How to Build Tag Clouds From Mastodon Hashtags

How to Build Tag Clouds From Mastodon Hashtags

Hashtags are an important part of microblogging and are used to reach a wider audience of interested people. Much like Twitter, hashtags are also widely used on Mastodon and it’s common for users to include as many hashtags as possible in their posts to maximum the audience reach. Also, as shown in a previous post, hashtags co-occur with others as a user can tweet / toot posts with multiple hashtags.

Introducing Tag Clouds

To get a basic high-level overview of what hashtags are used with others, a tag cloud (also known as a word cloud) can be used to visually depict similar terms. Each word / tag can be colour coordinated and sized according to their frequency (largest, as most frequent). This technique is used to get a feel for what people are talking about with respect to a particular topic or hashtag.

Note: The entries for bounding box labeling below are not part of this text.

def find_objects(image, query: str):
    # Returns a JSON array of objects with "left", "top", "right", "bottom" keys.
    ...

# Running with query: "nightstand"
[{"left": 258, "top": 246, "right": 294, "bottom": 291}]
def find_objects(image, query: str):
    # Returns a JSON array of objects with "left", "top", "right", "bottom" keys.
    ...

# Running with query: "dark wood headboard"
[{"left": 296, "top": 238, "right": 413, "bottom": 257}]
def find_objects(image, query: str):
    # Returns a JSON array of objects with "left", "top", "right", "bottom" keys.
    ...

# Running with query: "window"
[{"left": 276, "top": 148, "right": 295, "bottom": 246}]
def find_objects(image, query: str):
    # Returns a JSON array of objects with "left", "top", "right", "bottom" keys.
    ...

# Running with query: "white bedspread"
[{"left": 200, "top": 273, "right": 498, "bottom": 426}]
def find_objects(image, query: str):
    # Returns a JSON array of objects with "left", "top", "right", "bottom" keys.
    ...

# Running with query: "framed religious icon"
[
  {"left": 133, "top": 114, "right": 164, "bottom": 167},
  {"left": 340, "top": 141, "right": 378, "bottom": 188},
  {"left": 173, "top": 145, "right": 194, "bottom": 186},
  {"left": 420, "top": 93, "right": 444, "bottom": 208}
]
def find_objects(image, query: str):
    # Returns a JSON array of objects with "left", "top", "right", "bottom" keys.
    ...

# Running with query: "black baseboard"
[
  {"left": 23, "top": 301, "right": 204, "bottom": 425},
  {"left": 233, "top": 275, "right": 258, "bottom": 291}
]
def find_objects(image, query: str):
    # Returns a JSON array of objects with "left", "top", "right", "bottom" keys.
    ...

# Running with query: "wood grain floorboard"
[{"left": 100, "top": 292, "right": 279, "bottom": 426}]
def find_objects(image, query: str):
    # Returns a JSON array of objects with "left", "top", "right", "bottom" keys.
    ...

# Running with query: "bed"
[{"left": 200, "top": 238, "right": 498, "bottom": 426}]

This blog post covers the basics for generating tag clouds using Mastodon hashtags with the help of wordcloud – a simple Python package for generating fancy tag cloud visualisations. This process involves scraping a hashtag timeline centred around a single hashtag of interest. For the purposes of this tutorial, I will keep things simple and use #coffee as the “seed” hashtag because, well, who doesn’t like coffee.

The Code

To get started, you’ll need to make sure that the wordcloud package is installed. It’s as simple as …

pip install wordcloud

Using code taken from a previous blog post for scraping Mastodon timelines, we’ll need to begin with a few imports and variables.

Set up and Initialisation

# For scraping
import json
import requests
import time
import pandas as pd

# For visualisation
import matplotlib.pyplot as plt
from wordcloud import WordCloud

# Set tag name
tag = "coffee"

# Set instance domain
instance = #mastodon.social"

# URL and parameters
URL = f'https://{instance}/api/v1/timelines/tag/{tag}'
params = {
    'limit': 40
}
...

Scraping Mastodon

With the package is imported, and the variable is defined, we can now begin the process of scraping. In this case, we are going through the most recent 24 hours of toots and storing all the hashtags in one big global list.

...
# Store hashtags
hashtags = []
# Set time limit
since = pd.Timestamp('now', tz='utc') - pd.DateOffset(hours=24)
is_end = False
while True:
    r = requests.get(URL, params=params)#, headers=headers)
    try:
        toots = json.loads(r.text)
    except Exception as e:
        print(e)
        print(r.text)
        break
    if len(toots) == 0:
        break
    
    for t in toots:
        timestamp = pd.Timestamp(t['created_at'], tz='utc')
        if timestamp <= since:
            is_end = True
            break
        
        # Collect all hashtags and append to list
        tags = [f"#{ht['name']}" for ht in t['tags']]
        hashtags.extend(tags)
    
    if is_end:
        break
    
    max_id = toots[-1]['id']
    params['max_id'] = max_id
    
    time.sleep(1)
...

Now that all the hashtags have been collected, we can start building our tag cloud. In order to do this, we need to reconstruct the list of hashtags as a string as if it were structured as a continuous sentence.

...
hashtags_str = ' '.join(hashtags)
...

Building (Hash)Tag Clouds

We can now build the tag cloud with some help from matplotlib. Feel free to adjust the width, height and background_color to your liking.

...
wordcloud = WordCloud(width=1600, height=800, background_color='white').generate(hashtags_str)
plt.figure(figsize=(20,10))
plt.imshow(wordcloud, interpolation="bilinear")
plt.axis("off")
plt.show()

Using #coffee as my starting point, this is what I got in return.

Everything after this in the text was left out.